HughCraig / GHAP

2 stars 1 forks source link

Highlighting of placename misaligned #454

Open BillPascoe opened 3 days ago

BillPascoe commented 3 days ago

I uploaded and parsed Petries Reminiscences (from Gutenberg) and created a layer. The resulting text map is highlighting placenames wrongly. The first occurrences are correct. The first occurence of 'Brisbane' do not have the 'B' highlighted. Then some are out by 4 characters, and lower down in the document they are completely wrong. The link does link to the correctly place on the map. So it appears the parsing and geolocating etc is correct and the only problem is with highlighting the text - so it is probably an issue with the line and character numbers. It is cumulative, as if there is a recurring glitch that puts out the indexing a character each time it happens.

https://test-views.tlcmap.org/dev/textmap.html?load=https%3A%2F%2Ftest-ghap.tlcmap.org%2Flayers%2F1421%2Fjson%3Ftextmap%3Dtrue

PetriesReminiscences.txt

IanMcCrabb commented 3 days ago

@MufengNiu figure we should address this bug as soon as we can.

MufengNiu commented 1 day ago

The highlighting from TLCMap is working correctly. However, the geoparsing from the text map doesn’t seem to return the correct indexes when the content contains some special characters.

For example, in this text: Example

The ellipsis (...) is being counted as four characters instead of three by the geoparser. This results in incorrect indexing for the places that follow it.
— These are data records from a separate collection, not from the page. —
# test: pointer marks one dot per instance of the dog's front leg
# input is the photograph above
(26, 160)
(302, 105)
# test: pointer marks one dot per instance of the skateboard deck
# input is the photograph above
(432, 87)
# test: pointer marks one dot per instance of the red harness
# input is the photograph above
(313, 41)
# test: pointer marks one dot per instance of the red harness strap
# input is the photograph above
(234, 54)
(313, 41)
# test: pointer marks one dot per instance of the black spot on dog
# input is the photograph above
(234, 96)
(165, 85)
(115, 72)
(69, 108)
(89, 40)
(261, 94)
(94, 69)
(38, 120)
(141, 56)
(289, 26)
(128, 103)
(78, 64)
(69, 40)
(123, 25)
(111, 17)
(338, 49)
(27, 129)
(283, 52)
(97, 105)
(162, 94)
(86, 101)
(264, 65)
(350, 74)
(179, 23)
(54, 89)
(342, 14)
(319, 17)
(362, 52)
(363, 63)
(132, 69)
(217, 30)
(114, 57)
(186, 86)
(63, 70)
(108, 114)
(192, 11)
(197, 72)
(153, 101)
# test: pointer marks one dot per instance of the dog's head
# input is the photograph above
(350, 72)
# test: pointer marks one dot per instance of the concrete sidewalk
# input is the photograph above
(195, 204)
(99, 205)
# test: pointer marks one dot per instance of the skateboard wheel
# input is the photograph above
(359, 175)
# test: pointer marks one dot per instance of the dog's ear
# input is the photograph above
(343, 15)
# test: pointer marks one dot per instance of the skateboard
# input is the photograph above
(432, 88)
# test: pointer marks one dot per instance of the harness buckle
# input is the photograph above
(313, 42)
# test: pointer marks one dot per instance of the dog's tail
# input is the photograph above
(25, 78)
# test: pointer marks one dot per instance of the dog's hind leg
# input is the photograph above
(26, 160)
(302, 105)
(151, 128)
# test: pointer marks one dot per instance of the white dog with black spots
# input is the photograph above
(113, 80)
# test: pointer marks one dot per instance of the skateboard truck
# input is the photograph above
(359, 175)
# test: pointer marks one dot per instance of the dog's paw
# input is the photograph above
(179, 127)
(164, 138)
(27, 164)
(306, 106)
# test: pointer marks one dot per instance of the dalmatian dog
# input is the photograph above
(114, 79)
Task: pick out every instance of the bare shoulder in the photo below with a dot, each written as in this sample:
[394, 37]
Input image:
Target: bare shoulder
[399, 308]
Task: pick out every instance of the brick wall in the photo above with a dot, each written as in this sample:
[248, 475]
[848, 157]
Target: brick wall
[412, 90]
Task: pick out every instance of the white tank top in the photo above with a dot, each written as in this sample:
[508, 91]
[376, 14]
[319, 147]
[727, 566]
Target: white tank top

Below an example from the geoparsing response:

The offset (start index) for "Australia" should be 75, and the sentence_start_index should be 57. Because of this issue, the place names are not marked with the correct indexes, leading to alignment problems.

{
   "status":"success",
   "data":{
      "type":"ExtractionResults",
      "place_names":[
         {
            "type":"PlaceName",
            "name":"sydney",
            "text_position":{
               "line":0,
               "word":7,
               "offset":38,
               "sentence_start_index":0,
               "sentence_end_index":57
            },
            "context":"and sincerely trust that they will be sydney reprinted..."
         },
         {
            "type":"PlaceName",
            "name":"australia",
            "text_position":{
               "line":0,
               "word":11,
               "offset":76,
               "sentence_start_index":58,
               "sentence_end_index":128
            },
            "context":"The aborigines of Australia are fast dying out.sydney sydney australia"
         },
         {
            "type":"PlaceName",
            "name":"sydney",
            "text_position":{
               "line":0,
               "word":16,
               "offset":105,
               "sentence_start_index":58,
               "sentence_end_index":128
            },
            "context":"The aborigines of Australia are fast dying out.sydney sydney australia"
         },
         {
            "type":"PlaceName",
            "name":"sydney",
            "text_position":{
               "line":0,
               "word":16,
               "offset":112,
               "sentence_start_index":58,
               "sentence_end_index":128
            },
            "context":"The aborigines of Australia are fast dying out.sydney sydney australia"
         },
         {
            "type":"PlaceName",
            "name":"australia",
            "text_position":{
               "line":0,
               "word":11,
               "offset":119,
               "sentence_start_index":58,
               "sentence_end_index":128
            },
            "context":"The aborigines of Australia are fast dying out.sydney sydney australia"
         }
      ]
   }
}